Щеглов сверлил меня взглядом, давая понять, что не в моих интересах вступать в полемику с членами бюро.
— А о чем бы вы хотели, чтобы мы вас спросили?
Лица молодой женщины, задавшей этот вопрос, я не видел, ее заслонял от меня лысеющий блондин, но голос показался мне ужасно знакомым.
— Ну хотя бы о том, кто я, как работаю, чем живу. Ведь, насколько я понимаю, вам нужно выяснить — достоин ли я вашей рекомендации или нет. А знание устава — дело второстепенное.
Щеглов сделал страшные глаза и сокрушенно покачал головой.
— Однако! — воскликнул кто-то из членов бюро, и я понял, что крайне неудачно сформулировал свою мысль, потому что последние слова могли быть истолкованы превратно.
— Ну что ж, резонно! — сказал Щеглов, решив в эту критическую минуту бросить мне спасательный круг, и тем самым загладить свою вину за то, что не предупредил меня о предстоящем допросе с пристрастием.
Его слова прозвучали весьма весомо, и я почувствовал, что обстановка несколько разрядилась.
— Тогда расскажите нам о себе, — снова раздался знакомый женский голос.
Для меня это был самый легкий вопрос, потому что за свою жизнь мне приходилось неоднократно на него отвечать, да и было что рассказать. Когда я закончил краткий обзор прожитой мной жизни, последовал очередной вопрос:
— Чем вы занимаетесь в областном управлении КГБ?

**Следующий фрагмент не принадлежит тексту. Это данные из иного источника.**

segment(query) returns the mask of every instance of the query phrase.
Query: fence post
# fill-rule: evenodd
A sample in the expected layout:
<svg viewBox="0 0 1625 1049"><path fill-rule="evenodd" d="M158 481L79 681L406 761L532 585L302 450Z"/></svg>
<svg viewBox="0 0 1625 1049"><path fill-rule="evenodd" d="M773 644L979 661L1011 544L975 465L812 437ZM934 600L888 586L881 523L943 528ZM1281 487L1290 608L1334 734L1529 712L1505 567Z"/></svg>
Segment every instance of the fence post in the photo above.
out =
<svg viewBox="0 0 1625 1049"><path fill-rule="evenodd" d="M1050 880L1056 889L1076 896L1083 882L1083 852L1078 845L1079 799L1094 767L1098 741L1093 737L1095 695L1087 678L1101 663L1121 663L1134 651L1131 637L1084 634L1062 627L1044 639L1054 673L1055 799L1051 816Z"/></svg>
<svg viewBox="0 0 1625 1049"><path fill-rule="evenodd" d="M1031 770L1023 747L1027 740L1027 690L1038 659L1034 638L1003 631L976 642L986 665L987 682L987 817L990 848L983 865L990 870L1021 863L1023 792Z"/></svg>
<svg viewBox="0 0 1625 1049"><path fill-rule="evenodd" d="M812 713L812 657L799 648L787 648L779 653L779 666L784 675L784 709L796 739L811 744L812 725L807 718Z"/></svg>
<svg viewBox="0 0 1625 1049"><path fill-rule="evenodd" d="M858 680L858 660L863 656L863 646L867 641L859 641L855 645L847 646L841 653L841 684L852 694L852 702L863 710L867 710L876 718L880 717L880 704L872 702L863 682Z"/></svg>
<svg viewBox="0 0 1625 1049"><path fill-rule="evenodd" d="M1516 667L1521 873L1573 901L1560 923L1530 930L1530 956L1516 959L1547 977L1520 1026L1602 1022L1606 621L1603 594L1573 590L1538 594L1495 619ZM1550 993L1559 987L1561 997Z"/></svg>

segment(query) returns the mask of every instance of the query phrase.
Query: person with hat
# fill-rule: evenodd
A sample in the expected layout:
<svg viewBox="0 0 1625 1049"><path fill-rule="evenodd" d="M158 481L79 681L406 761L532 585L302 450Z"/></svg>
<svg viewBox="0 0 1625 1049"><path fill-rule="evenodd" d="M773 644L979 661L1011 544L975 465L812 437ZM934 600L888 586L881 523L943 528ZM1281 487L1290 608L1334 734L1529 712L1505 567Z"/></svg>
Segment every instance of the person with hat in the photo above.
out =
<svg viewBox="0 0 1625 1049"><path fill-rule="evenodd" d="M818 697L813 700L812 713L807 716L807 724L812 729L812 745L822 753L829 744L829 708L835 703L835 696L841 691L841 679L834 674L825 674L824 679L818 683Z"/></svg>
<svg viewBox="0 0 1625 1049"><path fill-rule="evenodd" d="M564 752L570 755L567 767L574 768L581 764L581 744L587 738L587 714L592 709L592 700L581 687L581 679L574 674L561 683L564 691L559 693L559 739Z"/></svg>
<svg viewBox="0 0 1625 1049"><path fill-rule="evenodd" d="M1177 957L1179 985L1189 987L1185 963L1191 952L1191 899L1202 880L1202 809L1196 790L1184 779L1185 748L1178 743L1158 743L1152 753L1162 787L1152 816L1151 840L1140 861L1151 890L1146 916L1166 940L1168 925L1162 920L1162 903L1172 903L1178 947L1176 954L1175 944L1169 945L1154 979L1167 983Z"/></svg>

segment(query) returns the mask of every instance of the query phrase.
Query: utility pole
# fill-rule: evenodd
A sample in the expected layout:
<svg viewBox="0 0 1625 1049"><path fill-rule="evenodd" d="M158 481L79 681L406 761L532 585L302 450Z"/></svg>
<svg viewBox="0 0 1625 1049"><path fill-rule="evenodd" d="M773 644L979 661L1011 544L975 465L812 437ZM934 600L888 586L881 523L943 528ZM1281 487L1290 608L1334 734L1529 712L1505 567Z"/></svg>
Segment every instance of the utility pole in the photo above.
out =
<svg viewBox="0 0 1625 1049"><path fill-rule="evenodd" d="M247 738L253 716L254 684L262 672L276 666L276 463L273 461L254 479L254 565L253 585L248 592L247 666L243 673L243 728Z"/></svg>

Я не понял, имел ли спросивший в виду лично меня или под словом «вы» подразумевался весь личный состав управления, и потому решил ответить за себя.
— Я веду оперативную работу на одном из оборонных объектов, а также решаю некоторые другие задачи.
— А можно поточнее? — явно неудовлетворенный моим ответом, спросил какой-то не в меру дотошный член бюро. — Что это за «другие задачи»?
— Можно, — с готовностью ответил я и, как мне показалось, с предельной откровенностью доложил: — Речь идет о сохранности государственных секретов, розыске государственных и военных преступников и расследовании особо опасных государственных преступлений на предприятиях промышленности и транспорта.
Неоднократное употребление слова «государственных» произвело на членов бюро необходимое впечатление и несколько охладило их любопытство. Один из них даже не удержался и призвал:
— Товарищи, давайте воздержимся от излишней детализации! Не забывайте, что товарищ Вдовин работает не на заводе или в совхозе, а в органах госбезопасности!
— Чем вы занимаетесь в свободное время? — перевел обсуждение на нейтральные рельсы парень в пестром свитере. — Что читаете? Ходите ли в кино, в театр?
Я попытался вспомнить, когда в последний раз был в кино или в театре, но так и не вспомнил: почти все вечера я отдавал встречам с агентами, их у меня на связи было четырнадцать человек, и с каждым полагалось встретиться два раза в месяц. С чтением литературы по тем же причинам тоже была напряженка. И потому я сказал честно:
— Свободного времени у меня практически нет. Все, что я успеваю, — это тренироваться.
— К сведению членов бюро, — снова поддержал меня Щеглов, — товарищ Вдовин пятиборец, мастер спорта.
Его слова не произвели на членов бюро особого впечатления. Видимо, они считали, что члену партии нужнее не здоровое тело, а здоровый дух. Это стало очевидно из следующего вопроса.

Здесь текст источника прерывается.